AST RULES: Landlords who rent out property in the United Kingdom must now provide their tenants with:
- A government factsheet titled ‘How to Rent: the checklist for renting in England’ [details below].
- A valid Energy Performance Certificate (EPC) and gas safety certificate.
- Tenancy deposit prescribed information (within 30 days of receipt of the payment).
The new regulations are extra and amended requirements. They are part of the new rules for assured shorthold tenancies (ASTs).
Failure to provide the required information to a tenant may prevent a landlord from serving a valid Section 21 notice. Landlords use this type of notice to get possession at the end of a rental period.
So, appending a signed factsheet, gas safety certificate, and energy performance certificate to an AST agreement at the start of a rental term is a wise move for all landlords to follow.
Factsheet: How to Rent Out Your Home
The ‘how to rent’ guide is for people who are looking to rent a property (e.g. a house or a flat).

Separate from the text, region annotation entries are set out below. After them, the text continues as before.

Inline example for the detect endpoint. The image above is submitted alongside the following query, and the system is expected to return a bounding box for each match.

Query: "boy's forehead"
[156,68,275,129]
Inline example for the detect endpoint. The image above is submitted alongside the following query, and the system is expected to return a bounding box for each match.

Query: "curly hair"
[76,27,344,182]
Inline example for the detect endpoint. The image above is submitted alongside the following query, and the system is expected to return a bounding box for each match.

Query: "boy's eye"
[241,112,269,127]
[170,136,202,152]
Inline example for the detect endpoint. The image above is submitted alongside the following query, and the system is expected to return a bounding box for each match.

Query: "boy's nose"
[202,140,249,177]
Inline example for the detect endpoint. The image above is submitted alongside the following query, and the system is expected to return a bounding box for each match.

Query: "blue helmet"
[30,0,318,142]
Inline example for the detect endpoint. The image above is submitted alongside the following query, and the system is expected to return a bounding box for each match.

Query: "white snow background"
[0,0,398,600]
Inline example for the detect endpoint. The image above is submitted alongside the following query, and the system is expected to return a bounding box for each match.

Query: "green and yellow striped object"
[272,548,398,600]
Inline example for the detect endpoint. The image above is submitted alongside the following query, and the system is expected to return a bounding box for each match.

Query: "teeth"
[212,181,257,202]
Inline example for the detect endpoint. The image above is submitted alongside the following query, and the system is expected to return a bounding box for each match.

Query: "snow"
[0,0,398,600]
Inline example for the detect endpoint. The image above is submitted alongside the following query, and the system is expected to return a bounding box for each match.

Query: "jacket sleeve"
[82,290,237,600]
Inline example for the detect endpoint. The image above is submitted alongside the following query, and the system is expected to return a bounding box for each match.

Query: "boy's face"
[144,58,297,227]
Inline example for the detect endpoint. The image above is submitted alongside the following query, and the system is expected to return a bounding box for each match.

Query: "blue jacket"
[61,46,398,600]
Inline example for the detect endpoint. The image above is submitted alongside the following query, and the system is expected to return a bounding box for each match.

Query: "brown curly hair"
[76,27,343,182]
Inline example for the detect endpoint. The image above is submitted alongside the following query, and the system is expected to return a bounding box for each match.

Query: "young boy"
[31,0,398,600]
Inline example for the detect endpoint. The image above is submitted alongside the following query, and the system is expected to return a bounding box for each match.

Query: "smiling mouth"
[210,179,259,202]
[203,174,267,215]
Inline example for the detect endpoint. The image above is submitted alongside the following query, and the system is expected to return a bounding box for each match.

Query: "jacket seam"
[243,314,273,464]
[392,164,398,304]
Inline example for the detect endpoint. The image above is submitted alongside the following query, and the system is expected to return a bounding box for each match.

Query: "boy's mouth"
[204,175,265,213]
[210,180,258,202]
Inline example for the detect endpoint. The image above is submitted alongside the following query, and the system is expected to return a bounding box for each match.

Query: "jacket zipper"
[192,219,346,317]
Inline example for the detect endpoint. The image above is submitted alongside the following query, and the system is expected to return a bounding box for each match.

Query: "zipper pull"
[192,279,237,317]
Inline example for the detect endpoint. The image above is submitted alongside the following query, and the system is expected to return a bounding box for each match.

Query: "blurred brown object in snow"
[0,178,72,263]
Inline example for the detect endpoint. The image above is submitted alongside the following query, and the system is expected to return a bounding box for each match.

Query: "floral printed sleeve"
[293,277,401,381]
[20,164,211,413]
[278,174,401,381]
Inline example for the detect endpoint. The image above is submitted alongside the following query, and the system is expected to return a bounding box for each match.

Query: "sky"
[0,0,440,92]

Even so, always check the most current version on the government website at GOV.UK.
Some of the important issues that the ‘HM Government Checklist for Renting in England‘ covers, include:
- Assured shorthold tenancy agreements and what to be aware of before renting.
- Living in a rented home and the obligations for tenants and landlords.
- What happens at the end of a fixed tenancy period (e.g. how to extend it).
- What you should do if things go wrong and what legal protections are in place.
Note: Following these instructions will help you to avoid any future complications. For example, having to prove that, as the landlord, you did in fact provide the required information to your tenant.
Assured Shorthold Tenancies
An assured shorthold tenancy (AST) is one of the most common tenancy types drawn up between landlords and tenants. Signing it means you are entering into a contractual and binding arrangement.
It gives a tenant and a landlord some important rights. But, it also means both parties have some responsibilities to comply with.
The guide helps you understand what questions to ask – and what rights you have! The factsheet clarifies what obligations both parties have.
It also helps to create a positive relationship between the tenant and the landlord. It is important to know how, and where, to get help if things start to go wrong.
In fact, renting out a property can sometimes feels like you need to make a quick decision. But, you should never sign any documents until you have had enough time to think about the implications.
So, landlords must provide their tenants with a copy of the official booklet. It allows property renters to use the checklist, keep it safe, and get protection from problems at each stage of the process.
New Law Protects Tenant Fees
A new law – called the ‘Tenant Fees Act‘ – came into force on the 1st of June 2019. The primary aim is to protect tenants from unfair letting fees and end unnecessary fees imposed by landlords and agents.
It will see tenancy deposits capped at five (5) weeks of rent at the start of a tenancy. It gives renters the assurance that a legal process means their landlord cannot expect them to pay more than this amount to secure a property (where total annual rent is under £50,000).
The new Tenant Fees Act should help to put back some of the hard-earned cash into the pockets of renters – instead of landlords.